Si j'admets qu'il faut un contrôle de l'activité parlementaire, ce contrôle doit être fondé sur des critères plus globaux que celui qui nous est proposé ici et qui risque de virer à la caricature, quand des députés viendront simplement pointer en commission, puis rentreront chez eux.
Ma première remarque est qu'il est assez paradoxal discuter de l'absentéisme devant les seuls présents – mais c'est la loi du genre.
Ma deuxième remarque anticipe sur les discussions que nous aurons à propos du temps législatif programmé.
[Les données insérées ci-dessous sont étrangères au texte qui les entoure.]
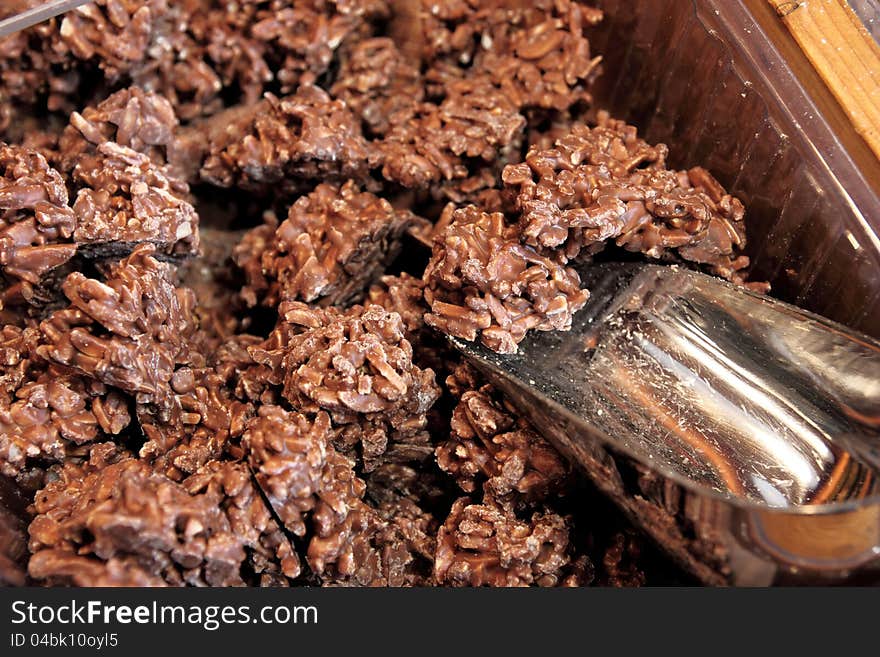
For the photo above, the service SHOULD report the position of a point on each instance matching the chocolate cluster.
(233, 239)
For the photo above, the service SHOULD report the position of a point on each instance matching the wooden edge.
(844, 54)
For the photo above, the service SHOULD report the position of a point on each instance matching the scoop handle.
(745, 395)
(740, 432)
(38, 14)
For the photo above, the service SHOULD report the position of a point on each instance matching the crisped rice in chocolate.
(379, 84)
(125, 199)
(454, 146)
(316, 494)
(301, 38)
(487, 545)
(142, 121)
(36, 224)
(128, 331)
(605, 183)
(281, 144)
(333, 244)
(190, 397)
(357, 366)
(489, 443)
(199, 532)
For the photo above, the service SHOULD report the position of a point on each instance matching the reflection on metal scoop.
(741, 433)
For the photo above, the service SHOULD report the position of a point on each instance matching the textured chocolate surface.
(233, 239)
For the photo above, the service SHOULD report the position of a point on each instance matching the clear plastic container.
(725, 86)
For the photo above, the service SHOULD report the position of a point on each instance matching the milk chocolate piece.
(209, 530)
(604, 183)
(282, 143)
(36, 224)
(126, 200)
(487, 545)
(483, 282)
(357, 366)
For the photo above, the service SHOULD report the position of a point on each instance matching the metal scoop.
(741, 433)
(37, 14)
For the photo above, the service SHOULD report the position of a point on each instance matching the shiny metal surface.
(37, 14)
(741, 433)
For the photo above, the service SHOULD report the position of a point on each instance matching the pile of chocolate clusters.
(232, 235)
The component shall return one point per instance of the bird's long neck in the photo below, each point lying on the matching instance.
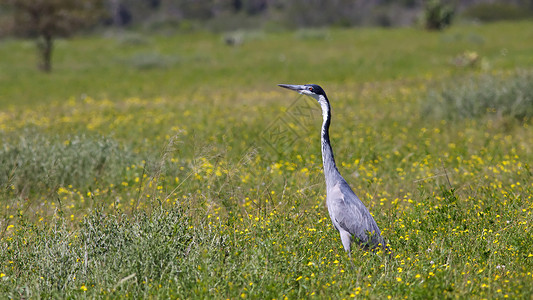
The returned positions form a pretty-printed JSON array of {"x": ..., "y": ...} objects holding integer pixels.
[{"x": 330, "y": 168}]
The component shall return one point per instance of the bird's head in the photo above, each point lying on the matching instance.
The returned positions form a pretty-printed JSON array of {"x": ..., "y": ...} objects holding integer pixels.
[{"x": 312, "y": 90}]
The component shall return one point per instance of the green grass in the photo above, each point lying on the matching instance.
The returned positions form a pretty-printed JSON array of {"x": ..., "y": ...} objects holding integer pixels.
[{"x": 146, "y": 166}]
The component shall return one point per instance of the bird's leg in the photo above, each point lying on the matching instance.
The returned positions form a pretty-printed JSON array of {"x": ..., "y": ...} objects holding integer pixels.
[{"x": 346, "y": 239}]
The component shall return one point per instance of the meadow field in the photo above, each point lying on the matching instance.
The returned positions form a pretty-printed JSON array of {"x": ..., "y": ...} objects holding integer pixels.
[{"x": 170, "y": 165}]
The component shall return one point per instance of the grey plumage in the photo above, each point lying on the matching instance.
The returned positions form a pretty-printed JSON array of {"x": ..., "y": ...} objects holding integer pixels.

Notre débat présent est précisément de ceux dont on ne pouvait prévoir le temps que nous y passerions, chacun souhaitant faire valoir ses arguments. Le temps global ne sera donc pas si simple que cela à gérer.
Enfin, il est hypocrite de faire croire que l'absentéisme parlementaire n'existe pas. Il existe depuis toujours ; je rappelais hier, dans ma motion de renvoi en commission, que le premier président de l'Assemblée nationale à s'en être plaint l'avait fait en 1898. De tout temps l'Assemblée a souffert de l'absentéisme, et ce n'est pas propre à cette législature.
Je suis d'accord, et c'est pour cela qu'il ne faut pas faire comme eux !
Pour ma part, je soutiens plutôt l'amendement du rapporteur. Le groupe socialiste ne participera pas au vote sur l'amendement de M. Myard : parce que nous voulons que les autres points soient évoqués, nous ne souhaitons pas la suppression de cet article.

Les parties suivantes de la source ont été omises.